Documents unsealed yesterday in a federal lawsuit in Kansas provide more details on planning by Kris Kobach, the Republican Kansas secretary of state, to find ways to block more people from voting.
Kobach had resisted providing documents sought by the ACLU.
Late Thursday, a federal judge in Kansas unsealed two documents that show how Kansas Secretary of State Kris Kobach hoped to make it easier for states to require proof of citizenship for voter registration — a policy that research has shown represses minority voters — and how Kobach advised the incoming Trump administration on the potential changes.
Both documents show amendments Kobach hoped to make to the federal National Voting Rights Act, or NVRA, which says states can only require “the minimum amount of information necessary” to prove citizenship. In 2011, Kobach introduced a law that requires residents to provide proof of citizenship in order to complete a voter registration. The American Civil Liberties Union (ACLU) sued Kobach over the Kansas law, which it says violates the NVRA’s “minimum amount” requirement.
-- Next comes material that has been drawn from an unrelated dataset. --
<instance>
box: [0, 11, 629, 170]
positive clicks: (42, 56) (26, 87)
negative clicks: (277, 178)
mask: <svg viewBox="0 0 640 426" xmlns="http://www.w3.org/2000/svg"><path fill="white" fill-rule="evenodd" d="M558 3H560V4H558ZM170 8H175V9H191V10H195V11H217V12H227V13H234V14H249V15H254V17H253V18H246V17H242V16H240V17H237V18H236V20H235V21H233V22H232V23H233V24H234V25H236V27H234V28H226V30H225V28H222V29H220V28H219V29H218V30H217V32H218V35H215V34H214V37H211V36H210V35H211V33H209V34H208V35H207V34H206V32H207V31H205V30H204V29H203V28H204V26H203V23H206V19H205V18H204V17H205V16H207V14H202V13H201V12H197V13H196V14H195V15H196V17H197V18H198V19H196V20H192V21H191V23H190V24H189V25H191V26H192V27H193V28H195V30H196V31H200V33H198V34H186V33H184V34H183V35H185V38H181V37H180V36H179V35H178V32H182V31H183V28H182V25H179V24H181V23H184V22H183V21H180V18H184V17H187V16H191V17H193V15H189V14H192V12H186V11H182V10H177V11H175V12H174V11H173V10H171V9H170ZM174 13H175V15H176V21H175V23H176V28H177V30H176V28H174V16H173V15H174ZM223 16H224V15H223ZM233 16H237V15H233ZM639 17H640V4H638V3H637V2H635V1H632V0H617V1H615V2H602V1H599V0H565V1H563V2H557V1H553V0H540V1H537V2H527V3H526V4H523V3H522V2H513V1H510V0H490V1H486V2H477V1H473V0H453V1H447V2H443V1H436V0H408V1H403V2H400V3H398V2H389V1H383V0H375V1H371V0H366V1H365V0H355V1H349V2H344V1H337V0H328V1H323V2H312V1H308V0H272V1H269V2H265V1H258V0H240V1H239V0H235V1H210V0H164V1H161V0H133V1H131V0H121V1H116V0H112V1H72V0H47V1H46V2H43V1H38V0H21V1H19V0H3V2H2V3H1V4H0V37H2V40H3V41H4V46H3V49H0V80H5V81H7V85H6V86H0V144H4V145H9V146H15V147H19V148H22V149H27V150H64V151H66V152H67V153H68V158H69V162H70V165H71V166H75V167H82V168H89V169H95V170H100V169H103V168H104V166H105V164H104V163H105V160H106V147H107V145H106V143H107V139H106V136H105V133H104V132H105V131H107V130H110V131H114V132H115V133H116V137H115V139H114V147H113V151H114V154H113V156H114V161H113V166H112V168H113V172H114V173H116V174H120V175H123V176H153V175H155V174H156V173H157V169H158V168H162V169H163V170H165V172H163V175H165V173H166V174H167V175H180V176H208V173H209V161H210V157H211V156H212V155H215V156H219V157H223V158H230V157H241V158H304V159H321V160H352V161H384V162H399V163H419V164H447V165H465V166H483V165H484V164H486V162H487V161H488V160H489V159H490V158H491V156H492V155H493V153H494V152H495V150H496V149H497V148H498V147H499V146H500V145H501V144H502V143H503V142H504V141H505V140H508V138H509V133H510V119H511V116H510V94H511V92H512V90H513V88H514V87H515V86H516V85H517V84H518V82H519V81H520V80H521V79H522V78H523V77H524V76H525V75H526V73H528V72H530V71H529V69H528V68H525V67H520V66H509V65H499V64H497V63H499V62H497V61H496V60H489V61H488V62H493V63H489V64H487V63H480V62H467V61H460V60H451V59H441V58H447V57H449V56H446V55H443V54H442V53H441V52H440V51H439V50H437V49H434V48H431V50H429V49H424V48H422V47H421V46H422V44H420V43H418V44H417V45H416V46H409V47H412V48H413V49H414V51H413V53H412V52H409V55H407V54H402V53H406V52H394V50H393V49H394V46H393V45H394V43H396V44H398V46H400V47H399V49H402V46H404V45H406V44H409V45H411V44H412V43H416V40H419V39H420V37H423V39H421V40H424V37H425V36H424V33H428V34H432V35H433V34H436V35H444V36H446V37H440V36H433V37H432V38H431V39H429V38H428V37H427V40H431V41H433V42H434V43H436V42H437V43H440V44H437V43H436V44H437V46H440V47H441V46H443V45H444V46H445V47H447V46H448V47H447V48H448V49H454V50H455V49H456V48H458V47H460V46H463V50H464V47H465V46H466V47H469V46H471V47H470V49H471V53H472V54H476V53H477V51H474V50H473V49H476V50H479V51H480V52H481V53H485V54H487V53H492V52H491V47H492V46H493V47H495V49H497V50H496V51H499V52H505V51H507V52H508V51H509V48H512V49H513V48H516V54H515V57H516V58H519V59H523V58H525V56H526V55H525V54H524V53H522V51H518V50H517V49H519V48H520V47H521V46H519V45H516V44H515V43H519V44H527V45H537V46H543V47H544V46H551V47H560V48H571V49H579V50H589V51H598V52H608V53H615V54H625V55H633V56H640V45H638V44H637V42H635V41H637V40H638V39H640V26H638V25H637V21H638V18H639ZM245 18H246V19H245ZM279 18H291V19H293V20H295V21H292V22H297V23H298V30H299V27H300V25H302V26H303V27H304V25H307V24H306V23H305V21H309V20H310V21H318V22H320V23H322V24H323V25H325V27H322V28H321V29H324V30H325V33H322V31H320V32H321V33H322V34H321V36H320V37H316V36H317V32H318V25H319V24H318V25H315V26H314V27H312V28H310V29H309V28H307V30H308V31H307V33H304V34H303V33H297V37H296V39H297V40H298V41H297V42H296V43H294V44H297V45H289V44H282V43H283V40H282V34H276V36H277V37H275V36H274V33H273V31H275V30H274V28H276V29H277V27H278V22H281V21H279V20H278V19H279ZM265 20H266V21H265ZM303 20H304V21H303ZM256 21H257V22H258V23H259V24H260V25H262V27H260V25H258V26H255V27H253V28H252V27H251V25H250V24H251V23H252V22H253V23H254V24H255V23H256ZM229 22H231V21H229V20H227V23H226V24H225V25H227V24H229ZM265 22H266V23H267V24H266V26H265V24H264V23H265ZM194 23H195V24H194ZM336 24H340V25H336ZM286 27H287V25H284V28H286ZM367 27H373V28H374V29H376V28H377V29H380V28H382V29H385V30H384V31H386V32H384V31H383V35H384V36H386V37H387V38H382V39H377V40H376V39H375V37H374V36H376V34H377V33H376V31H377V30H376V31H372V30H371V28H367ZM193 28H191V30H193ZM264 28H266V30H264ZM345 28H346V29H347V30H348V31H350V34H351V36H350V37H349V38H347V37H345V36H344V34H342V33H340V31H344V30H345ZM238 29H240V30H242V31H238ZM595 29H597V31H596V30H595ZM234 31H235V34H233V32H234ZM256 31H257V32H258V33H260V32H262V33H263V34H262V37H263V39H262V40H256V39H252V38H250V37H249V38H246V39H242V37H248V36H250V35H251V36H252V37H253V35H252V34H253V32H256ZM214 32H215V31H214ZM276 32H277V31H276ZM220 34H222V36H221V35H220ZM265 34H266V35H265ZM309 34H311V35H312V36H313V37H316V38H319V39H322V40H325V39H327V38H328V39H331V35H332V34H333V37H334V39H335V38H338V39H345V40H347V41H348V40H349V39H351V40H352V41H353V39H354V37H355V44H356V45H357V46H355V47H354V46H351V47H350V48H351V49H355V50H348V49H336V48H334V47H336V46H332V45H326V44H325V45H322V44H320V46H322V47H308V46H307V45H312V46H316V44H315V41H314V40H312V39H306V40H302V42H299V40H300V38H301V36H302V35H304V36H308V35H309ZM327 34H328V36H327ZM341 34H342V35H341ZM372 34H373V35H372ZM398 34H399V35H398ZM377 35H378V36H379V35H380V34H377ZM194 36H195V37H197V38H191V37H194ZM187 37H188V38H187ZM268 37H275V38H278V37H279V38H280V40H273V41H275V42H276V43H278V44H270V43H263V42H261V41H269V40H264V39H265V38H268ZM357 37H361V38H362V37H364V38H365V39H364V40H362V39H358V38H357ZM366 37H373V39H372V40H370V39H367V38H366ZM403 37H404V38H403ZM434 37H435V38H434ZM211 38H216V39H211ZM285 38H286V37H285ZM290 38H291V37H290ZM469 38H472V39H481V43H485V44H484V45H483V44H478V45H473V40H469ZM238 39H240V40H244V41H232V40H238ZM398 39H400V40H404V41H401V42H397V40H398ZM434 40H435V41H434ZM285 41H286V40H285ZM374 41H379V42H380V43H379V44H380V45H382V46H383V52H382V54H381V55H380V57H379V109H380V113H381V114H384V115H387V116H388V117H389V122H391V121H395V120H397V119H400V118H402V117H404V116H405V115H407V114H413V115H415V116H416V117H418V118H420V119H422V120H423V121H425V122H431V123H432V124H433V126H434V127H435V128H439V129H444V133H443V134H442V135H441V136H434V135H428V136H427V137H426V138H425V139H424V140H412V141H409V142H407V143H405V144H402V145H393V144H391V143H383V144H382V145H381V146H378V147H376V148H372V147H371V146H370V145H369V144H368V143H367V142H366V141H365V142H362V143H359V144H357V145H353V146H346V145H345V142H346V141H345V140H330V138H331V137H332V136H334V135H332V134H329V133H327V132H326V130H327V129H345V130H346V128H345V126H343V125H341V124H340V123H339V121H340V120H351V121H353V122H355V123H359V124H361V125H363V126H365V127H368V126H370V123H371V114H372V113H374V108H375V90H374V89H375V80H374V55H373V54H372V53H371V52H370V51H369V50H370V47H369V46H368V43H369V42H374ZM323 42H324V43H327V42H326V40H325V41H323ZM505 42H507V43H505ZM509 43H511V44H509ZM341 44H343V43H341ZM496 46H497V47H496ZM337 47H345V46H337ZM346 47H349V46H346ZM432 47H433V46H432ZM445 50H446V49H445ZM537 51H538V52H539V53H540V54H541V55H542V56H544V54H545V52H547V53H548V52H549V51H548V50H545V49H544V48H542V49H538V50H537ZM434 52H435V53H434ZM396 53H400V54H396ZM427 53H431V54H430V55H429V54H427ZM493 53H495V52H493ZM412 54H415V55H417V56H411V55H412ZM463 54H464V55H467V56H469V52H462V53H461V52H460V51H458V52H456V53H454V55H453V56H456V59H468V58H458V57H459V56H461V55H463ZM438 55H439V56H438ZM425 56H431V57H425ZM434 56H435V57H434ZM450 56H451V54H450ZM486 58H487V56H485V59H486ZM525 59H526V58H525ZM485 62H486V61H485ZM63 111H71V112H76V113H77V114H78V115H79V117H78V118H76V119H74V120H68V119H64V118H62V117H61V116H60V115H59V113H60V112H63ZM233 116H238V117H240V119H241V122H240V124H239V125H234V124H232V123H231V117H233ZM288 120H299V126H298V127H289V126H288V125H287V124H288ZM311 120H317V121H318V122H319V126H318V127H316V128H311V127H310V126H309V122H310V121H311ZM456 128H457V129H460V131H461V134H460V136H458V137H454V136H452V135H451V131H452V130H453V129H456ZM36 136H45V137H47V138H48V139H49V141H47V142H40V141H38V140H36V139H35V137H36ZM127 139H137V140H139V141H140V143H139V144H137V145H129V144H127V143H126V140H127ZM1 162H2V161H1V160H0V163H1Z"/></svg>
This has national implications because Kobach is the effective leader of a so-called election integrity commission of the Trump administration whose driving purpose is to put up new bars to voting that have a disproportionate impact on the poor, minorities and college students — all more likely to vote Democratic. A former Arkansas legislator who’s now a lobbyist, David Dunn, got a seat on the commission thanks to a friendship with Arkansas Secretary of State Mark Martin, who’s emulated some of Kobach’s tactics in Arkansas. Dunn has insisted he won’t be part of any vote purge movement by the commission.